Humanoid robots are becoming increasingly realistic, they are not yet indistinguishable from humans. However, with the rapid advancements in technology and artificial intelligence, it is possible that we may see even more realistic humanoid robots in the future.
What are Boston Dynamics Robots?
Boston Dynamics is a leading engineering and robotics design company known for creating some of the most advanced and dynamic robots in the world. Here are some of their notable robots:
- Spot: Spot is a four-legged robot designed for indoor and outdoor operation. It is electrically powered and hydraulically actuated. Spot has a sensor head that helps it navigate and negotiate difficult terrain. Spot is used in a variety of applications, including in construction, delivery, security, and home assistance.
- Atlas: Atlas is a bipedal humanoid robot that is designed to operate on rough terrain. The robot is 1.5 meters tall, weighs 80 kg, and is designed for a variety of search and rescue tasks. Atlas can walk bipedally leaving the upper limbs free to lift, carry, and manipulate the environment.

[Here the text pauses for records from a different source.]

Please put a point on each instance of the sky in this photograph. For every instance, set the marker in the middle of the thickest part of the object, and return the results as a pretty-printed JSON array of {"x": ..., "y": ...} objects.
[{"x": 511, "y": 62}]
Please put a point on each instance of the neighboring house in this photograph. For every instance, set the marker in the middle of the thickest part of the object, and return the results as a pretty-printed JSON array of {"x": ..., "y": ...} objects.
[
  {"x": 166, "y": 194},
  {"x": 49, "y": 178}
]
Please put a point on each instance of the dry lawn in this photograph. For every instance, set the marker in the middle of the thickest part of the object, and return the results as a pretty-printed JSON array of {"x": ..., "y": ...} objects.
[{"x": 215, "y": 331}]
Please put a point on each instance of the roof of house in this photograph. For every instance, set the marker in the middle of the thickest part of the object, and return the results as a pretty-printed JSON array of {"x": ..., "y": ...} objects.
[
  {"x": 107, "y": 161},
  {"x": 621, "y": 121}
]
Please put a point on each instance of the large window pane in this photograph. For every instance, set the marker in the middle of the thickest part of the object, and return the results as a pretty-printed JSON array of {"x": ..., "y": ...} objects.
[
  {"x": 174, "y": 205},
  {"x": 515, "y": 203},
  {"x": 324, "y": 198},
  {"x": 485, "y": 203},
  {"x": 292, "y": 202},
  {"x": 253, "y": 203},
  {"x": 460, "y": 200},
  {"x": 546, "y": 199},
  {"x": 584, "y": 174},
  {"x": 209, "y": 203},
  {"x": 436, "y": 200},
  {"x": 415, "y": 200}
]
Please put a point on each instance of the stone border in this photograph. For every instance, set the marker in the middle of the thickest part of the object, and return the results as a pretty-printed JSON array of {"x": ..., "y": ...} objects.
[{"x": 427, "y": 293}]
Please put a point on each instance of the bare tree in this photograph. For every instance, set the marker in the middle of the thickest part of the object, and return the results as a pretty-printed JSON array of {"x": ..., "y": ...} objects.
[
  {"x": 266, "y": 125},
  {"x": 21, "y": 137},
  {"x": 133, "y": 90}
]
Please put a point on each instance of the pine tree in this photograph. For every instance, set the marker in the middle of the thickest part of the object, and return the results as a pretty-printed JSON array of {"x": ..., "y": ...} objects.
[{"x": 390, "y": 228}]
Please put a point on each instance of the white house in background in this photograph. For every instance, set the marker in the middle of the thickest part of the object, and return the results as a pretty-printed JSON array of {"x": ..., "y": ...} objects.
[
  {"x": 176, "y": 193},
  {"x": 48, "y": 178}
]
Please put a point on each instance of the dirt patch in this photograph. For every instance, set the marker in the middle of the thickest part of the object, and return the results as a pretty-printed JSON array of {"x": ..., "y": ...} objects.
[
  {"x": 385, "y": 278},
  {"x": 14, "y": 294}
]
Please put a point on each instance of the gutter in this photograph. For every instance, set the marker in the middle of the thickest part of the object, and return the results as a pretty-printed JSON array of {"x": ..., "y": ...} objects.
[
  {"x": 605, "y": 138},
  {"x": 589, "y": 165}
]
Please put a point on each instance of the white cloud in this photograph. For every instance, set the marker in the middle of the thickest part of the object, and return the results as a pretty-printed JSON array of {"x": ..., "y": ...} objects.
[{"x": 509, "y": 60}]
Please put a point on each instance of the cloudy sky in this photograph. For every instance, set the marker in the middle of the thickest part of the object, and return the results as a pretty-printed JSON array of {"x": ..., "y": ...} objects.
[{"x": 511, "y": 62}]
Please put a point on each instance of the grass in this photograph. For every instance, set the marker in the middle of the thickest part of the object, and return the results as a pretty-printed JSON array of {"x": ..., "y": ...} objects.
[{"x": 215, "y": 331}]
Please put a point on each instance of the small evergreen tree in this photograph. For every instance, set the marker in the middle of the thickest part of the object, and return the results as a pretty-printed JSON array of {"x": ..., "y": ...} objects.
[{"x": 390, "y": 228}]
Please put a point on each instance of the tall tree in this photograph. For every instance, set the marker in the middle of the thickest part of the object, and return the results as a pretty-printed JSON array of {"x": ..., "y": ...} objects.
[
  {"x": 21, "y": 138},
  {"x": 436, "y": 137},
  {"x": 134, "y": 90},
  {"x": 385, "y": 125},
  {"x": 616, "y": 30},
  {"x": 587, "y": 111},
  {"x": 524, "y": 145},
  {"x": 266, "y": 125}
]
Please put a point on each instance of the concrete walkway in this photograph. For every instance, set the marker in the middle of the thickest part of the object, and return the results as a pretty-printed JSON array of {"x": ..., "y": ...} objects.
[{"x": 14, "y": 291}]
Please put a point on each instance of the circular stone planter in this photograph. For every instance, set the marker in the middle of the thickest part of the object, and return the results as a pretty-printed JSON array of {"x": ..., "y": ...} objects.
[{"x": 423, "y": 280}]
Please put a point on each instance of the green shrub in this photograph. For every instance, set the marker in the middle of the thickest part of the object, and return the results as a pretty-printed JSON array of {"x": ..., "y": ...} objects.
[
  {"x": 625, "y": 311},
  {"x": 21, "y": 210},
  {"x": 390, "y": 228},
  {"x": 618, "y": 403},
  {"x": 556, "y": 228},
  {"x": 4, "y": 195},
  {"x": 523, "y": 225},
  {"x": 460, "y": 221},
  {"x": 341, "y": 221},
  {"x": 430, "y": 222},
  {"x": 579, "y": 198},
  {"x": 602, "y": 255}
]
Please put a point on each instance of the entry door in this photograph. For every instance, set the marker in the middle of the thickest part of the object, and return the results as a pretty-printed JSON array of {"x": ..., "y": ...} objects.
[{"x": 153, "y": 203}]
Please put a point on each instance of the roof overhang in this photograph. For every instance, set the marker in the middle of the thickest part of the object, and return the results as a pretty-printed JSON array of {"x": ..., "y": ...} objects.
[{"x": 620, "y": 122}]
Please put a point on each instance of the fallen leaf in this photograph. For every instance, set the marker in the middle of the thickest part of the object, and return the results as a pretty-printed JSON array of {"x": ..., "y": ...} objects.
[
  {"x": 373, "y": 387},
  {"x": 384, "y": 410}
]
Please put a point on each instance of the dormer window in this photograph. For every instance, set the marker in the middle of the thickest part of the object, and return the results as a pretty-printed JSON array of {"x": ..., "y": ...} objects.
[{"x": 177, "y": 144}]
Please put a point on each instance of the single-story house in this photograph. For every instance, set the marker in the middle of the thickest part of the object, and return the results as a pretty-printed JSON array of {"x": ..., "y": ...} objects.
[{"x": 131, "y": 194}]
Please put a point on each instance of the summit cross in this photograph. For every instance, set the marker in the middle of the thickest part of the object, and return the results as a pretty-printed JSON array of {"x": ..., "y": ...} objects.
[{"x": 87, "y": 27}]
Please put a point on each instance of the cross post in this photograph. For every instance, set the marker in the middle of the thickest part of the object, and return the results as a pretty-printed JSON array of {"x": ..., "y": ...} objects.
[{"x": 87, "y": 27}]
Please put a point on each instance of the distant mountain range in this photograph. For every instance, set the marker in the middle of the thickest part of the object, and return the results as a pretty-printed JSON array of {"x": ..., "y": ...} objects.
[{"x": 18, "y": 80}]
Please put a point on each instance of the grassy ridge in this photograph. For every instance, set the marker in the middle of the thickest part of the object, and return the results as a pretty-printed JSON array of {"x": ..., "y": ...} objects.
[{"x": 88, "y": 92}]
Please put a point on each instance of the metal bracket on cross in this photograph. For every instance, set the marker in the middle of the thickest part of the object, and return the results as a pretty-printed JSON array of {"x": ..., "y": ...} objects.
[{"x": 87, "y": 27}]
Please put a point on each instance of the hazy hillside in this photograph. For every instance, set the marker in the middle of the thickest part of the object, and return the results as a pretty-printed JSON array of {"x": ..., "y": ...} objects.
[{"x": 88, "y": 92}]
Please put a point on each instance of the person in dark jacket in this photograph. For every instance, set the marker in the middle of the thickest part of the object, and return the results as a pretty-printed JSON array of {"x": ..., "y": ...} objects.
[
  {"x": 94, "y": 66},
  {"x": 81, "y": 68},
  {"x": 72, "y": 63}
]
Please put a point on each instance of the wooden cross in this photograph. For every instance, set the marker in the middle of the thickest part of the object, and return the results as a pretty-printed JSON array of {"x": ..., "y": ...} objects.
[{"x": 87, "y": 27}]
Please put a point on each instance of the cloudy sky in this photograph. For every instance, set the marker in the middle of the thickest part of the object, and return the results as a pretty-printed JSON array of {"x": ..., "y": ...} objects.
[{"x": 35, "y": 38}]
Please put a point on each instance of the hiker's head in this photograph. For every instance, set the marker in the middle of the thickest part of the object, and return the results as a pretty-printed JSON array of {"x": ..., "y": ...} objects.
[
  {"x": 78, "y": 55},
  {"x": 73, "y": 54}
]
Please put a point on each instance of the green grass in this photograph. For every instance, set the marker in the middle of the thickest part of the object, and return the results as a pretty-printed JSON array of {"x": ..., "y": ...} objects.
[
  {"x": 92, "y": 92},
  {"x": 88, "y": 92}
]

- BigDog: BigDog was a quadrupedal robot created in 2005 by Boston Dynamics, in conjunction with Foster-Miller, the Jet Propulsion Laboratory, and the Harvard University Concord Field Station. It was funded by DARPA with the hope of it serving as a robotic pack mule to accompany soldiers in terrain too rough for vehicles, but the project was shelved after BigDog was deemed too loud for combat.
- Handle: Handle is a robot that combines the rough-terrain capability of legs with the efficiency of wheels. It uses many of the same principles for dynamics, balance, and mobile manipulation found in the quadruped and biped robots, but with only 10 actuated joints, it is significantly less complex.
- LittleDog: LittleDog is a small quadruped robot developed for DARPA by Boston Dynamics for research. Unlike BigDog, which is run by Boston Dynamics, LittleDog is intended as a testbed for other institutions. Boston Dynamics maintains the robots for DARPA as a standard platform.
- Cheetah: The Cheetah is a four-footed robot that gallops at 28 miles per hour (45 km/h), which as of August 2012, is a land speed record for legged robots.